Crowdsourcing for Complex Tasks: How to Ensure Quality Output

Here at GoDaddy, we use crowdsourcing in our pipeline for extracting content from the web. This pipeline helps us convert arbitrary web pages into semantically structured data such as price lists (e.g. restaurant menus). There are many different ways to make crowdsourcing tasks, ranging from microtasks (seconds per task) to complex tasks (up to hours per task). The best task type to use depends on the problem you are trying to solve and how much context crowdworkers need. In a previous post, we discussed the trade-offs between task types, why complex tasks work better for our use case, as well as touched on how to ensure high quality output with task design. In this post, we will talk about how to achieve quality output in more depth.

A Hierarchy of Workers


Our workers are organized in a 3-level hierarchy, with the least experienced workers at the bottom and most experienced at the top. Workers at the bottom process a task from scratch, while workers at higher levels, called reviewers, review and correct their output. As a task moves through the hierarchy, the quality should improve. This hierarchical structure is uncommon for crowd work, where the typical model is to treat all workers as interchangeable. Here are the main reasons we chose this design:

Complex tasks require more training. Our tasks require a few weeks for a new worker to onboard. This is the opposite of microtasks, where you can typically learn the task in a few minutes. A hierarchy of review allows experienced workers to provide feedback and instruction to new workers, serving as a key part of the training process. Our system facilitates communication by allowing workers to leave messages and annotate a task with comments.

Reviews takes less time that reprocessing. Reviewing a task for mistakes takes much less time than processing a new task. Sometimes tasks require a lot of manual data entry, in which case it is much easier to check for errors in the task than to reproduce it.

Difficult to compare the output of complex tasks. In crowdsourcing, there is a chance that a spammer picks up your task. The common method of dealing with this is to send a task to multiple workers and take a majority vote on the output. This works well for tasks with simple outputs like true/false or multiple choice, but is much more difficult for tasks with complex outputs like a structured price list.

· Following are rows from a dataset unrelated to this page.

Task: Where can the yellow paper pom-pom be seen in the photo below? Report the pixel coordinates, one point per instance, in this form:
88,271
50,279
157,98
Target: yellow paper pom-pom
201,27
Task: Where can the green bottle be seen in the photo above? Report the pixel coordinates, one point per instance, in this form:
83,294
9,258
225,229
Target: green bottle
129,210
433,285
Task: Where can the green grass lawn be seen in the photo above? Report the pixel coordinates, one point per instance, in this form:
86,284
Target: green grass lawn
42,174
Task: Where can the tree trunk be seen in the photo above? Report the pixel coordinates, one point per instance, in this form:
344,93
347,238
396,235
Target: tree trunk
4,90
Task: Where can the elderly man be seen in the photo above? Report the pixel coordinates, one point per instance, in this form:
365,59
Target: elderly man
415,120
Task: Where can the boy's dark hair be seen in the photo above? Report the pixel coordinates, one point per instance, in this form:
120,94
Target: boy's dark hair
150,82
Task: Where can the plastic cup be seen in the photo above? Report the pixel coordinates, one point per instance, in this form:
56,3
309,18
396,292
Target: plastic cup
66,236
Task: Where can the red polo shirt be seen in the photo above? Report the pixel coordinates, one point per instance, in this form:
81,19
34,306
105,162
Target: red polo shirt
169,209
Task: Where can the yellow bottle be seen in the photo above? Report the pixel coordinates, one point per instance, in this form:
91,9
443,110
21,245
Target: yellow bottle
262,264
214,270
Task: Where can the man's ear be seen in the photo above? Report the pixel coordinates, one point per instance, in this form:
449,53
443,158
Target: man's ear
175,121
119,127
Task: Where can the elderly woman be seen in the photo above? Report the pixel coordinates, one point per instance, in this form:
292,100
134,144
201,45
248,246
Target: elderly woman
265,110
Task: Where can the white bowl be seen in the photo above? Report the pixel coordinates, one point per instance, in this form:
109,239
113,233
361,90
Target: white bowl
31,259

Saving Money & Maintaining Quality with Machine Learning

We have a hierarchy of workers doing complex work. Can we do better? One metric we care about is keeping costs low. Another is output quality. Is there a way for us to lower costs while keeping similar quality output? The simple answer is yes. The secret is that not all reviews are the same. Some reviews result in lots of fixes, while others make no changes at all. What if we could use machine learning to predict how many fixes a review will make? Then we could focus our efforts on only the tasks that need it the most.

We use machine learning to train a model to decide which tasks to review. In training this model, there are a couple of points to consider. First, what data do we use for training? We do not have “ground truth” data in the sense that we are 100% certain the task output is correct. Instead, we have tasks that have been corrected by trusted reviewers. For model training, we assume that the output of a task after review is “ground truth”.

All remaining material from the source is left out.